KEMET is entering the aluminum hybrid electrolytic capacitors space with the launch of capacitors that will offer many benefits to the modern designer. This launch was made possible with recent advancements in the materials and construction of e-caps, which have yielded a new family of devices called aluminum hybrid polymer capacitors. Like traditional e-caps, these devices use a wound structure of aluminum foil and paper in a metal can. Their novelty lies mainly in the electrolyte, a combination of traditional wet liquids and modern conductive polymers. The result is a device that has exceptionally low series resistance (ESR) and high reliability. A comparison of various capacitor topologies is shown below:
Figure 1 – Capacitor technology comparison table (Courtesy of KEMET)
As can be seen in the above table, the performance of aluminum hybrid polymers are in the top tier across the board and can be used in environments that specifically require:
Additionally, their exceptional performance and reliability allows the designer to use tighter margins for derating, often as small as 10%. This can, in turn, reduce the required component cost and level the overall design cost, even though the hybrid parts themselves are more expensive than traditional wet electrolytics. Several markets are particularly well-served by aluminum hybrid polymer e-caps: automotive, industrial, telecom / IT, and consumer electronics.
Modern vehicles have very demanding power requirements along with complex electronic subsystems. In a gas or hybrid vehicle, alternator outputs and load conditions can vary dramatically. In electric vehicles, similar load variability and voltage regulation challenges exist. In both cases, onboard computers, engine control units, DC/DC converters, and 48V inverters require ripple stabilization and supply decoupling in harsh environmental conditions.
The automotive AEC–Q200 standard specifies the stress resistance requirements of electronic components used in vehicles to ensure safety and reliability. Aluminum hybrid polymer e-caps are an ideal fit in this scenario, where their low ESR provides the required electrical and temperature performance, and their unique construction allows for vibration resistance and a long lifetime through self-healing.
Figure 2 – Electric vehicle charging plug (Courtesy of unsplash.com)

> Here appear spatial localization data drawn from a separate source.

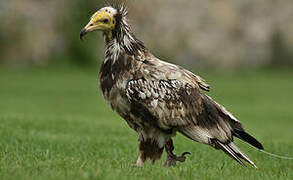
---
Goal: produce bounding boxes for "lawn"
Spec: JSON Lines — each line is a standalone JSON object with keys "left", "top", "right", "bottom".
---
{"left": 0, "top": 67, "right": 292, "bottom": 180}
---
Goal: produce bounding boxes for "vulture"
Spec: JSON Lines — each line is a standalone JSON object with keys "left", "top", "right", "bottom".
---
{"left": 80, "top": 3, "right": 264, "bottom": 167}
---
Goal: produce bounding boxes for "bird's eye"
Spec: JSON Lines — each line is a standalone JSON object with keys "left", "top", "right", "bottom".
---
{"left": 103, "top": 19, "right": 109, "bottom": 23}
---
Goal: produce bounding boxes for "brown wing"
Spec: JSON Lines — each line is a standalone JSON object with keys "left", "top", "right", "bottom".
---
{"left": 126, "top": 77, "right": 237, "bottom": 144}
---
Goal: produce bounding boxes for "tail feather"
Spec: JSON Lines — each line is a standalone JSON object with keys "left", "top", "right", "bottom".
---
{"left": 228, "top": 142, "right": 257, "bottom": 168}
{"left": 215, "top": 140, "right": 257, "bottom": 168}
{"left": 233, "top": 130, "right": 264, "bottom": 150}
{"left": 216, "top": 141, "right": 246, "bottom": 167}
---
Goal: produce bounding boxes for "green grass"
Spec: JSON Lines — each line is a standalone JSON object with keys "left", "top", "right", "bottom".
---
{"left": 0, "top": 67, "right": 292, "bottom": 180}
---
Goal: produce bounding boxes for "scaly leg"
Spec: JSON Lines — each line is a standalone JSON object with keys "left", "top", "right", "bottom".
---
{"left": 163, "top": 139, "right": 191, "bottom": 167}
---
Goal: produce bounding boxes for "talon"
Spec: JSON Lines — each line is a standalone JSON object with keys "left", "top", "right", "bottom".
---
{"left": 175, "top": 152, "right": 191, "bottom": 162}
{"left": 164, "top": 139, "right": 191, "bottom": 166}
{"left": 181, "top": 152, "right": 191, "bottom": 156}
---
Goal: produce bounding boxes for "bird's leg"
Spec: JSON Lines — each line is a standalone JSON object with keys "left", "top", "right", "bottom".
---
{"left": 136, "top": 133, "right": 164, "bottom": 167}
{"left": 136, "top": 133, "right": 146, "bottom": 167}
{"left": 136, "top": 152, "right": 146, "bottom": 167}
{"left": 163, "top": 139, "right": 191, "bottom": 167}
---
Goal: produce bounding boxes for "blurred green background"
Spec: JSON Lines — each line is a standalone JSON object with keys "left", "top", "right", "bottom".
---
{"left": 1, "top": 0, "right": 293, "bottom": 68}
{"left": 0, "top": 0, "right": 293, "bottom": 179}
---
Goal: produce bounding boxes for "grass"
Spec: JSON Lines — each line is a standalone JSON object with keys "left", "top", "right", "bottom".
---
{"left": 0, "top": 67, "right": 292, "bottom": 179}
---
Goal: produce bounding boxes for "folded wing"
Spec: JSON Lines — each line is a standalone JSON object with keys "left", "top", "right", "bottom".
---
{"left": 126, "top": 63, "right": 263, "bottom": 167}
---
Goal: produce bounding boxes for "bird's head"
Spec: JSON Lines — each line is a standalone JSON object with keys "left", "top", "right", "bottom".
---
{"left": 80, "top": 6, "right": 127, "bottom": 40}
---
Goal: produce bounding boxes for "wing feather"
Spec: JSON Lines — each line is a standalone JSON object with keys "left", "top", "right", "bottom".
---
{"left": 126, "top": 77, "right": 234, "bottom": 144}
{"left": 124, "top": 57, "right": 262, "bottom": 167}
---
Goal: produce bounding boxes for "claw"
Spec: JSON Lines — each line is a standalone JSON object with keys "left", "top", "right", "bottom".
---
{"left": 176, "top": 152, "right": 191, "bottom": 162}
{"left": 163, "top": 139, "right": 191, "bottom": 167}
{"left": 181, "top": 152, "right": 191, "bottom": 156}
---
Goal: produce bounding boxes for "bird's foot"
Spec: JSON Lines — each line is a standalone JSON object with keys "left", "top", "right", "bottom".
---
{"left": 163, "top": 139, "right": 191, "bottom": 167}
{"left": 163, "top": 152, "right": 191, "bottom": 167}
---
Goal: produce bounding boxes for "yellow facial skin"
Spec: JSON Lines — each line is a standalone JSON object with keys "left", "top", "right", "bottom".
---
{"left": 80, "top": 11, "right": 116, "bottom": 40}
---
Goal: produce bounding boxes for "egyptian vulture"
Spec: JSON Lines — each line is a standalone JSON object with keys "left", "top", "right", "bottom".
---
{"left": 80, "top": 3, "right": 263, "bottom": 167}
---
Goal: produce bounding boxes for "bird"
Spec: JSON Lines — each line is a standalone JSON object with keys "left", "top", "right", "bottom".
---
{"left": 80, "top": 3, "right": 264, "bottom": 167}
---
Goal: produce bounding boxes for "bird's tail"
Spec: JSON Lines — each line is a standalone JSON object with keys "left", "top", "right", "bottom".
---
{"left": 232, "top": 129, "right": 264, "bottom": 150}
{"left": 233, "top": 130, "right": 293, "bottom": 160}
{"left": 213, "top": 140, "right": 257, "bottom": 168}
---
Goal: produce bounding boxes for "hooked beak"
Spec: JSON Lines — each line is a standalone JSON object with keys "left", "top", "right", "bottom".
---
{"left": 80, "top": 28, "right": 88, "bottom": 40}
{"left": 80, "top": 10, "right": 115, "bottom": 40}
{"left": 80, "top": 21, "right": 94, "bottom": 40}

The term “industrial” covers a wide variety of applications. In general, it refers to electronics that may exist in harsh conditions and be exposed to or used by equipment not found in typical residential settings. For example, many contract manufacturers have various automated assembly equipment, specialty lighting systems, machine vision systems, etc. These types of equipment are required to run for long periods with minimal downtime. They often contain subsystems like SMPS, DC/DC converters, computer voltage regulated modules, miniature high power supplies, and motor drives, to name a few. In these applications, ripple current capability enabled by low ESR is a critical performance parameter. In addition, lifetime operation and reliability are essential, not only from the monetary cost of component failure but also from safety implications. Aluminum hybrid polymer e-caps are an excellent fit for any industrial subsystem with onboard filtering and decoupling design.
Figure 3 – Robotic packaging line (Courtesy of unsplash.com)

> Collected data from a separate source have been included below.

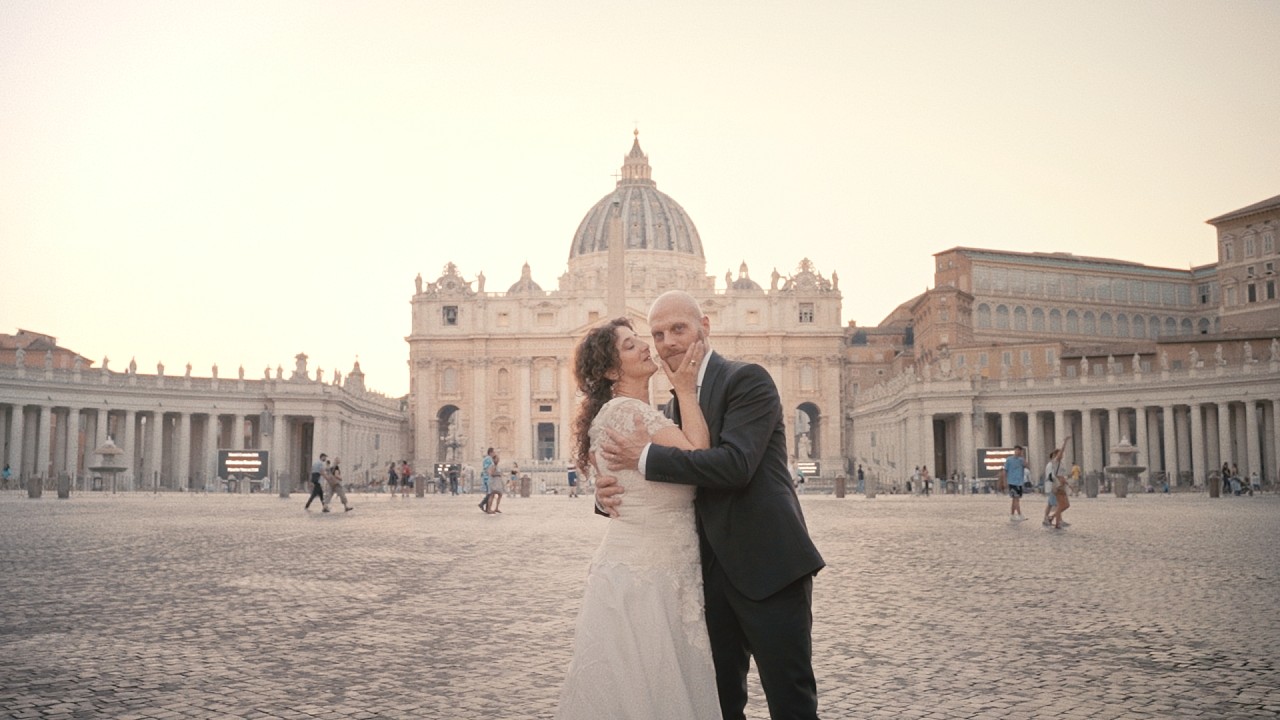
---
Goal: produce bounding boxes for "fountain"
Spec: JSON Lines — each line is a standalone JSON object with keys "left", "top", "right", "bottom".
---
{"left": 88, "top": 437, "right": 128, "bottom": 495}
{"left": 1104, "top": 436, "right": 1145, "bottom": 498}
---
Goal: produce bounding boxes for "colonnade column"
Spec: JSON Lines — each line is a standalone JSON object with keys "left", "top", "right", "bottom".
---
{"left": 205, "top": 414, "right": 220, "bottom": 490}
{"left": 1272, "top": 399, "right": 1280, "bottom": 485}
{"left": 1190, "top": 403, "right": 1205, "bottom": 487}
{"left": 1027, "top": 412, "right": 1042, "bottom": 477}
{"left": 960, "top": 410, "right": 976, "bottom": 480}
{"left": 1245, "top": 400, "right": 1261, "bottom": 480}
{"left": 922, "top": 412, "right": 935, "bottom": 479}
{"left": 1000, "top": 411, "right": 1013, "bottom": 447}
{"left": 177, "top": 413, "right": 192, "bottom": 491}
{"left": 1162, "top": 405, "right": 1178, "bottom": 482}
{"left": 35, "top": 405, "right": 52, "bottom": 479}
{"left": 272, "top": 414, "right": 289, "bottom": 496}
{"left": 1217, "top": 402, "right": 1232, "bottom": 472}
{"left": 149, "top": 412, "right": 165, "bottom": 490}
{"left": 232, "top": 414, "right": 245, "bottom": 450}
{"left": 1053, "top": 410, "right": 1066, "bottom": 451}
{"left": 120, "top": 410, "right": 135, "bottom": 488}
{"left": 64, "top": 409, "right": 81, "bottom": 485}
{"left": 8, "top": 405, "right": 25, "bottom": 478}
{"left": 1134, "top": 405, "right": 1149, "bottom": 486}
{"left": 1081, "top": 409, "right": 1096, "bottom": 475}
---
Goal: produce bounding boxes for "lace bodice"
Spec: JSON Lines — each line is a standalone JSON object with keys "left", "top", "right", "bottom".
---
{"left": 588, "top": 397, "right": 698, "bottom": 566}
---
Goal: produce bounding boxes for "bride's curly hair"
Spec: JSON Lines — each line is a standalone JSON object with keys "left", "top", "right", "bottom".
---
{"left": 572, "top": 318, "right": 632, "bottom": 477}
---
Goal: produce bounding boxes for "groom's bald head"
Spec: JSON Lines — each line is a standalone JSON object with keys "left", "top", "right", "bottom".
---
{"left": 648, "top": 291, "right": 710, "bottom": 371}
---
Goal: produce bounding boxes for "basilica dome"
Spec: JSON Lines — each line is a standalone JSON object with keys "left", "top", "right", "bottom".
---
{"left": 569, "top": 133, "right": 704, "bottom": 261}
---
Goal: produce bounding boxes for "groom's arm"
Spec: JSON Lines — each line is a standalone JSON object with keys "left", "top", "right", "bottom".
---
{"left": 645, "top": 364, "right": 779, "bottom": 490}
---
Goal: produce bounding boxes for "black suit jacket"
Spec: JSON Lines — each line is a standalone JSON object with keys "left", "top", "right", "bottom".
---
{"left": 645, "top": 352, "right": 824, "bottom": 601}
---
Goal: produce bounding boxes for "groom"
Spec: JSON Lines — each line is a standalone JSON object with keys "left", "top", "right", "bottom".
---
{"left": 598, "top": 290, "right": 825, "bottom": 720}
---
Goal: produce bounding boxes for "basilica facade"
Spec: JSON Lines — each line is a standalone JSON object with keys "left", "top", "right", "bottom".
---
{"left": 407, "top": 134, "right": 845, "bottom": 478}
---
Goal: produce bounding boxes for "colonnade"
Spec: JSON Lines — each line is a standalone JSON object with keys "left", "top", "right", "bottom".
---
{"left": 0, "top": 402, "right": 272, "bottom": 491}
{"left": 872, "top": 395, "right": 1280, "bottom": 487}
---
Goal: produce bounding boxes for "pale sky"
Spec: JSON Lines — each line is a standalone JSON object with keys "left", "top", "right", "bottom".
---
{"left": 2, "top": 0, "right": 1277, "bottom": 398}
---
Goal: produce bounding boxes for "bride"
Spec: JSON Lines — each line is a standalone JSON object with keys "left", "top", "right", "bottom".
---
{"left": 555, "top": 318, "right": 720, "bottom": 719}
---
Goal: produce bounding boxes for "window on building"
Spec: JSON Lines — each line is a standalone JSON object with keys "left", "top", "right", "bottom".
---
{"left": 1044, "top": 349, "right": 1055, "bottom": 365}
{"left": 1225, "top": 286, "right": 1237, "bottom": 306}
{"left": 1198, "top": 283, "right": 1211, "bottom": 304}
{"left": 1224, "top": 241, "right": 1234, "bottom": 262}
{"left": 539, "top": 405, "right": 552, "bottom": 413}
{"left": 1245, "top": 235, "right": 1256, "bottom": 257}
{"left": 798, "top": 303, "right": 814, "bottom": 323}
{"left": 1013, "top": 306, "right": 1028, "bottom": 330}
{"left": 956, "top": 355, "right": 967, "bottom": 368}
{"left": 1264, "top": 232, "right": 1275, "bottom": 254}
{"left": 1266, "top": 280, "right": 1276, "bottom": 300}
{"left": 1020, "top": 350, "right": 1031, "bottom": 366}
{"left": 1248, "top": 265, "right": 1257, "bottom": 278}
{"left": 995, "top": 305, "right": 1010, "bottom": 329}
{"left": 1001, "top": 350, "right": 1012, "bottom": 366}
{"left": 443, "top": 306, "right": 458, "bottom": 325}
{"left": 1266, "top": 261, "right": 1276, "bottom": 275}
{"left": 1248, "top": 283, "right": 1258, "bottom": 303}
{"left": 976, "top": 304, "right": 992, "bottom": 328}
{"left": 978, "top": 353, "right": 989, "bottom": 367}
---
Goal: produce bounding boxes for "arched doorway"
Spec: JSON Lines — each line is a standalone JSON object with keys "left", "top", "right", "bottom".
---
{"left": 795, "top": 403, "right": 821, "bottom": 474}
{"left": 437, "top": 406, "right": 463, "bottom": 463}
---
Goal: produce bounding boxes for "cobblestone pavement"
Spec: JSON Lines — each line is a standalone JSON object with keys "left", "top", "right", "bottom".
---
{"left": 1, "top": 489, "right": 1277, "bottom": 719}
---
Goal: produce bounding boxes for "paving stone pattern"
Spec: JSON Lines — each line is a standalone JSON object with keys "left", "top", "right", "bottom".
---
{"left": 1, "top": 490, "right": 1276, "bottom": 719}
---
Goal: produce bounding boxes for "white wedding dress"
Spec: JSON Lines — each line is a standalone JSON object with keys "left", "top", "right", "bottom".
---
{"left": 555, "top": 397, "right": 721, "bottom": 720}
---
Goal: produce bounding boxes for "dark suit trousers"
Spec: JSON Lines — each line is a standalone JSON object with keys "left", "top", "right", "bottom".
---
{"left": 703, "top": 547, "right": 819, "bottom": 720}
{"left": 305, "top": 479, "right": 325, "bottom": 508}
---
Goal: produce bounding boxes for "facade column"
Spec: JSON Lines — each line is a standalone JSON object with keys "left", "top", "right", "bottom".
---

The telecom/IT space poses a particularly interesting problem since the equipment is typically required to operate at elevated temperatures (racks and equipment rooms) without ever stopping. Servers, switches, routers, and modems are just a few examples where highly reliable power supplies and decoupling capacitors are required. The self-healing properties and high-temperature performance of aluminum hybrid polymer e-caps make them an ideal choice for these designs.

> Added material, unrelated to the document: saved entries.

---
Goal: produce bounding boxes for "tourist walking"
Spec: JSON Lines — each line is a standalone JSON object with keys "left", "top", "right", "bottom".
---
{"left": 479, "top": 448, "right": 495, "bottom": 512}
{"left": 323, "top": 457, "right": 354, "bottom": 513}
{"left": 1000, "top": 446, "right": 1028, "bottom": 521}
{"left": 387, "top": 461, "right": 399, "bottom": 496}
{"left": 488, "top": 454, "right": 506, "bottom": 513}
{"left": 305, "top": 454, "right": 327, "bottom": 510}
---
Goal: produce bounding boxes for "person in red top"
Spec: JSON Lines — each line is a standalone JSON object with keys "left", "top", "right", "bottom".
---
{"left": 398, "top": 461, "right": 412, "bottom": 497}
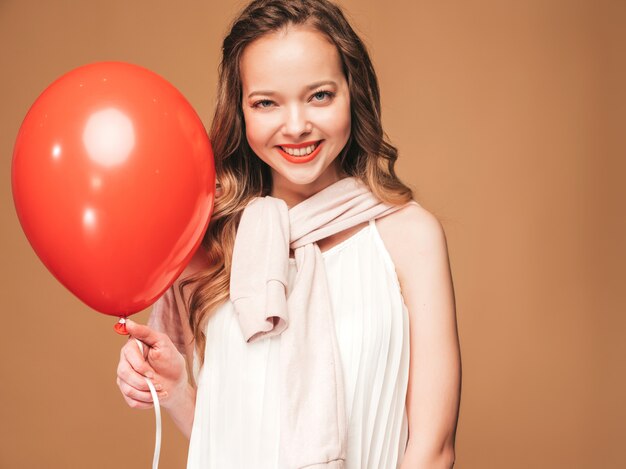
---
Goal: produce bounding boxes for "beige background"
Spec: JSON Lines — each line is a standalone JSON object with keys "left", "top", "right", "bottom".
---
{"left": 1, "top": 1, "right": 624, "bottom": 468}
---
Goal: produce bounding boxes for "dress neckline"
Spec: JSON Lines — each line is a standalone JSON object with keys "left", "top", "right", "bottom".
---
{"left": 288, "top": 222, "right": 372, "bottom": 263}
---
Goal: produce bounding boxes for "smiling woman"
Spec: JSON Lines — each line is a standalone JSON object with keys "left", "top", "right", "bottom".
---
{"left": 114, "top": 1, "right": 460, "bottom": 468}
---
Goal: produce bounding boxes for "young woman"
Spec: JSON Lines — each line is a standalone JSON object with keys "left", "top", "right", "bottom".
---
{"left": 116, "top": 1, "right": 461, "bottom": 467}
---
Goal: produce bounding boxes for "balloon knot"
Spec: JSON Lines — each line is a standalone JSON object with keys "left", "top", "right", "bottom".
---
{"left": 114, "top": 317, "right": 129, "bottom": 335}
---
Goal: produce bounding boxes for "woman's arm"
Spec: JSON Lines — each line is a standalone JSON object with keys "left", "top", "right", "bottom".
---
{"left": 378, "top": 204, "right": 461, "bottom": 468}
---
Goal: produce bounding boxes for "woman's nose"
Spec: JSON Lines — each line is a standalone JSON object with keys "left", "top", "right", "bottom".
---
{"left": 282, "top": 104, "right": 311, "bottom": 137}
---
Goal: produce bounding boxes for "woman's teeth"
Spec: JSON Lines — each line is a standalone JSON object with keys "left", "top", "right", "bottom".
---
{"left": 280, "top": 142, "right": 319, "bottom": 156}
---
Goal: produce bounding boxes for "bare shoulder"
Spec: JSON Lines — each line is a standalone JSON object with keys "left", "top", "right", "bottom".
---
{"left": 375, "top": 200, "right": 447, "bottom": 250}
{"left": 186, "top": 245, "right": 212, "bottom": 274}
{"left": 375, "top": 201, "right": 449, "bottom": 283}
{"left": 176, "top": 245, "right": 211, "bottom": 289}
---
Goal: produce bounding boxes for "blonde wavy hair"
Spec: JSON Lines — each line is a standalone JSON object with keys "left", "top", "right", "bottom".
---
{"left": 181, "top": 0, "right": 415, "bottom": 365}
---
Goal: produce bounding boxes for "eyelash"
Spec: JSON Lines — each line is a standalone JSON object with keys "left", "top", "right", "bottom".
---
{"left": 251, "top": 90, "right": 335, "bottom": 109}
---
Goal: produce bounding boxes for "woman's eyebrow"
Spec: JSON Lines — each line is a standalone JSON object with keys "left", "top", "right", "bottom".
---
{"left": 247, "top": 80, "right": 337, "bottom": 99}
{"left": 306, "top": 80, "right": 337, "bottom": 89}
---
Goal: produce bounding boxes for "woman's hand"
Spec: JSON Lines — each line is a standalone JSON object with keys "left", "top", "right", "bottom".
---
{"left": 116, "top": 319, "right": 190, "bottom": 411}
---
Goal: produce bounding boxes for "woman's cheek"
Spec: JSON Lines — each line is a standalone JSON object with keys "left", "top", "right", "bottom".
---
{"left": 313, "top": 105, "right": 341, "bottom": 129}
{"left": 244, "top": 114, "right": 267, "bottom": 148}
{"left": 247, "top": 112, "right": 281, "bottom": 140}
{"left": 319, "top": 104, "right": 350, "bottom": 142}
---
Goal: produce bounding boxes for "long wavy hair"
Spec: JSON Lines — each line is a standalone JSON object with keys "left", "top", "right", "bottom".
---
{"left": 181, "top": 0, "right": 415, "bottom": 365}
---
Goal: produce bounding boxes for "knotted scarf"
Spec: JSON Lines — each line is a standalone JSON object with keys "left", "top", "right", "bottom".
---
{"left": 230, "top": 176, "right": 416, "bottom": 468}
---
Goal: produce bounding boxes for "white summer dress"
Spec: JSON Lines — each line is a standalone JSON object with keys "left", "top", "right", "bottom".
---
{"left": 186, "top": 219, "right": 410, "bottom": 469}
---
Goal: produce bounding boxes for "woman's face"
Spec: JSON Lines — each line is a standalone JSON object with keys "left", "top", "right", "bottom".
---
{"left": 240, "top": 24, "right": 351, "bottom": 200}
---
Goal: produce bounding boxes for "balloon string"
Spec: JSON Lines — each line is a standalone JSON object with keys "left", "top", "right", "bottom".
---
{"left": 134, "top": 338, "right": 161, "bottom": 469}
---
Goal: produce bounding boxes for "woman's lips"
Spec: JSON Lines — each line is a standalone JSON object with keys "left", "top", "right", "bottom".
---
{"left": 279, "top": 140, "right": 320, "bottom": 149}
{"left": 276, "top": 140, "right": 323, "bottom": 164}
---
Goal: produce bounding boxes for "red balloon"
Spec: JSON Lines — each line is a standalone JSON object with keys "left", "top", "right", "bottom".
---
{"left": 12, "top": 61, "right": 215, "bottom": 319}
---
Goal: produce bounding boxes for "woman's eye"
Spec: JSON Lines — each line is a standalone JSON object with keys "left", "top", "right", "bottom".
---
{"left": 252, "top": 99, "right": 273, "bottom": 109}
{"left": 312, "top": 91, "right": 334, "bottom": 102}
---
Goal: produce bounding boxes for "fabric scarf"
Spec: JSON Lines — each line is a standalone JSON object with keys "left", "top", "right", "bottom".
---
{"left": 229, "top": 176, "right": 415, "bottom": 468}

Figure 4 – Server rack (Courtesy of unsplash.com)
While consumer electronics applications may not present the harsh environmental challenges discussed above, they still demand high reliability and safety levels. Also, size constraints often contradict with high capacitance requirements. Aluminum hybrid polymer e-caps are available in small surface-mount packages and offer an excellent combination of performance characteristics for most design requirements.
Figure 5 – Common consumer electronics (Courtesy of unsplash.com)
Aluminum hybrid polymer e-caps represent the latest advancement in capacitor technology and offer benefits across most application spaces. KEMET is entering the aluminum hybrid e-cap space with the launch of their new capacitors (part of the A780 series) that will initially include two values (56 µF and 100 µF) rated at 63 VDC.